When I get my period, there are a few things I like to do: lay fetal in bed and cry hysterically, eat Cheetos for every meal, and pop Midol like M&M's. If you're like me and try to avoid taking pills as much as possible, though, there are a number of methods to get rid of period pain that aren't painkillers — which means I can stop eating Tylenol out of a PEZ dispenser once a month. Score.

Being on the rag is kind of like running a giant experiment on yourself. You lay in 40 different positions to see which one best stifles the mind-numbing cramps presently tearing through your lower abdomen. You eat a pint of Ben & Jerry's to curb your junk food craving but then realize it didn't suffice; so you move on to Halo Top, Breyers, Magnum, and Dove to see which one really hits the spot. You binge-stream episodes of Friends but cry too hard every time Rachel rejects Ross, so you keep switching shows until you find something that doesn't make you sob uncontrollably, ultimately settling on Dance Moms.

Trying various brands of over-the-counter painkillers is no different; except in this case, NONE OF THEM EVER WORK the way you want them to. If menstruation frustration has you down in the dumps and pills don't do the job (or you just want another solution), try these methods to get rid of period pain that aren't painkillers.


Drink Tea

If I was in the midst of life-ruining cramps and someone told me to just drink tea, I'd laugh and then rip their face off with my bare hands. But bear with me, for a moment. The University of Maryland Medical Center says that certain kinds of herbal tea— like cramp bark, turmeric, and black cohosh — can help alleviate period pain. Tea containing peppermint oil is another one. Note: it's important to check with your doctor before experimenting with these. Tea seems harmless, and it largely is; but sometimes, some herbal teas won't appropriately mix with certain medications. Science says some of these teas may behave like estrogen in the body, so if you have a history of hormone-related cancer or something similar, this may not be the solution for you.


Try Acupuncture

In a nutshell, acupuncture works by relaxing the nervous system, helping to increase blood flow and possibly reduce inflammation.
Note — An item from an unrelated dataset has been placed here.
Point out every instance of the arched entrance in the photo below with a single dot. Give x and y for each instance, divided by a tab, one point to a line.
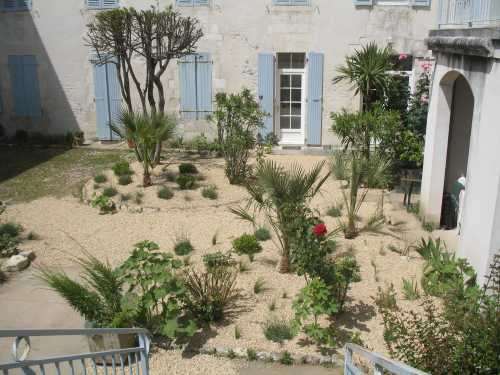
457	154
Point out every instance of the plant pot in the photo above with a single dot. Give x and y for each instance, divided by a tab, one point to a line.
110	341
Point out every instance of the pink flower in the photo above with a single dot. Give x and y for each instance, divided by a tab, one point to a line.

While more research is necessary, science has found promising evidence suggesting acupuncture (and acupressure, too) could reduce period pain. If needles freak you out, rest assured that half the time, you don't even feel them.


Apply Heat

I used to scoff at this one (just like the teas), but science gives this two thumbs up. Research has found that heat applied topically could be just as effective as over-the-counter ibuprofen. In fact, it's been found to work faster — 90 minutes versus three hours for ibuprofen. And you can safely apply heat way more than you can safely take painkillers.


Exercise (Or Have An Orgasm!)

Do we really want either of these when we're having our flo? Not sure. The idea is to release more endorphins, which can happen with a good sweat sesh or the big O. Don't think you need to spend an hour in the gym lifting heavy weights and sprinting around the track, either. It can be mild. Even simple stretching can help reduce period pain.


Supplement Your Diet

Science says certain supplements could help make that time of the month a little easier. These include omega-3, calcium citrate, vitamin D, vitamin E, and magnesium. Here's why.

  • Omega-3 could help lower inflammation.
  • Calcium citrate helps maintain muscle tone.
  • Vitamin D helps your body better utilize calcium and could also help reduce inflammation.
  • Vitamin E prevents disease in the body associated with the heart and blood vessels, and it can increase energy and muscle repair.
  • Magnesium levels fluctuate drastically throughout your cycle. Supplementing it could help with bloating, headaches, dizziness, and even sugar cravings.


Massage The Cramps Away

It sounds too good to be true, but massage could be the answer. Even just 20 minutes could help. In one study looking at women with period cramps caused by endometriosis, participants who used massage experienced substantially reduced pain immediately and afterward. Research has found that massaging with essential oils could cause an even bigger positive impact. Also, you'll smell incredible afterward. Do it yourself or ask your SO for a hand (or two).